#1973 closed enhancement (done)
Support more than 256 variables in linear regression models
Reported by: | swinkler | Owned by: | gkronber |
---|---|---|---|
Priority: | medium | Milestone: | HeuristicLab 3.3.16 |
Component: | Algorithms.DataAnalysis | Version: | trunk |
Keywords: | Cc: | sschalle |
Description (last modified by gkronber)
Linear regression crashes if more than 256 input features are to be used. (The number of subtrees of the tree representing the linear model is too big.)
Attachments (1)
Change History (13)
comment:1 Changed 7 years ago by gkronber
- Description modified (diff)
- Summary changed from Problem with linear regression if number of variables > 256 to Linear regression models with more than 256 variables are not supported
comment:2 Changed 7 years ago by gkronber
Ticket on LR with feature selection: #745.
comment:3 Changed 2 years ago by mkommend
- Status changed from new to accepted
comment:4 Changed 2 years ago by mkommend
r15766: Adapted symbolic expression tree compilers to allow more than 256 child nodes.
The issue is not that the used LR (ALGLIB) does not allow more than 256 variables, but that our symbolic models only allow 256 child nodes in an expression tree. LR models are transformed into an symbolic model by adding all features as variables below an addition and hence this error occurred.
comment:5 Changed 2 years ago by mkommend
- Milestone changed from HeuristicLab 3.3.x Backlog to HeuristicLab 3.3.16
- Owner changed from mkommend to gkronber
- Status changed from accepted to reviewing
- Version changed from 3.3.7 to trunk
Please review the changes in r15766 carefully as this affect many data analysis parts of HeuristicLab.
Furthermore, I have no idea how this adaptations affect the performance of the interpreters, but I suspect / hope not much.
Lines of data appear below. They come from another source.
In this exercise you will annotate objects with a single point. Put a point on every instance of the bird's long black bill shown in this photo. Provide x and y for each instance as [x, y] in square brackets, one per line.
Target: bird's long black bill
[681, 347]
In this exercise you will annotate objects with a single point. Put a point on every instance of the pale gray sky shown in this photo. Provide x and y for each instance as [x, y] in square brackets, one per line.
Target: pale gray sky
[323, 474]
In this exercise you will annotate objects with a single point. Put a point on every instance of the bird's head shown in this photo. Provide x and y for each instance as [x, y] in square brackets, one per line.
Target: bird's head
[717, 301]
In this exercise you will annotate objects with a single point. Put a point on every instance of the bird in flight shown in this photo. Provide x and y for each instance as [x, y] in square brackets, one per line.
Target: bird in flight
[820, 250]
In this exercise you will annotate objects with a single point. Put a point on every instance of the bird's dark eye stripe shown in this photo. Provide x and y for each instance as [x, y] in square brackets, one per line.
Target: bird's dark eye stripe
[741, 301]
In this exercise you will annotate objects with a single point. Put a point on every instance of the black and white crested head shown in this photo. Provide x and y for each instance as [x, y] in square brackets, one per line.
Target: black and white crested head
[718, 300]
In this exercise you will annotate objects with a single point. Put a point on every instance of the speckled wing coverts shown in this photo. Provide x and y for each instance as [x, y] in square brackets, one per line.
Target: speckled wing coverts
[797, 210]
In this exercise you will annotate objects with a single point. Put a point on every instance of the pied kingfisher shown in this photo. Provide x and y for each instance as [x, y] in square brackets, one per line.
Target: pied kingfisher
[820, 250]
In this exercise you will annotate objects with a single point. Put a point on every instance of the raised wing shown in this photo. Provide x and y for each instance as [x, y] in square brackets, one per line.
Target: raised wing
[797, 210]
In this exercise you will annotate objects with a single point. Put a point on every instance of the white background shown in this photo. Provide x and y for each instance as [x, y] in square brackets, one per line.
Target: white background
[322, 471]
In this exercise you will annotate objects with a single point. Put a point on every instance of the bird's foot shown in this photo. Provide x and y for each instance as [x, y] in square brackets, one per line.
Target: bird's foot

comment:6 Changed 2 years ago by gkronber
The test run times on the builder do not show a direct effect of r15766.
comment:7 Changed 2 years ago by gkronber
Reviewed r15766. Looks good.
comment:8 Changed 2 years ago by gkronber
- Status changed from reviewing to readytorelease
comment:9 Changed 2 years ago by gkronber
comment:10 Changed 19 months ago by gkronber
- Resolution set to done
- Status changed from readytorelease to closed
comment:11 Changed 9 months ago by abeham
- Type changed from defect to enhancement
comment:12 Changed 9 months ago by abeham
- Summary changed from Linear regression models with more than 256 variables are not supported to Support more than 256 variables in linear regression models
I'm tempted to reject this ticket, as it is unlikely that this would produce an useful solution. If we allow more than 256 variables I'd prefer that we produce a different kind of model (no symbolic expression tree) in such cases.
For me the actual issue is that we do not have standard feature selection methods for LR or regularized linear models.
More discussion is needed before we decide on the further steps.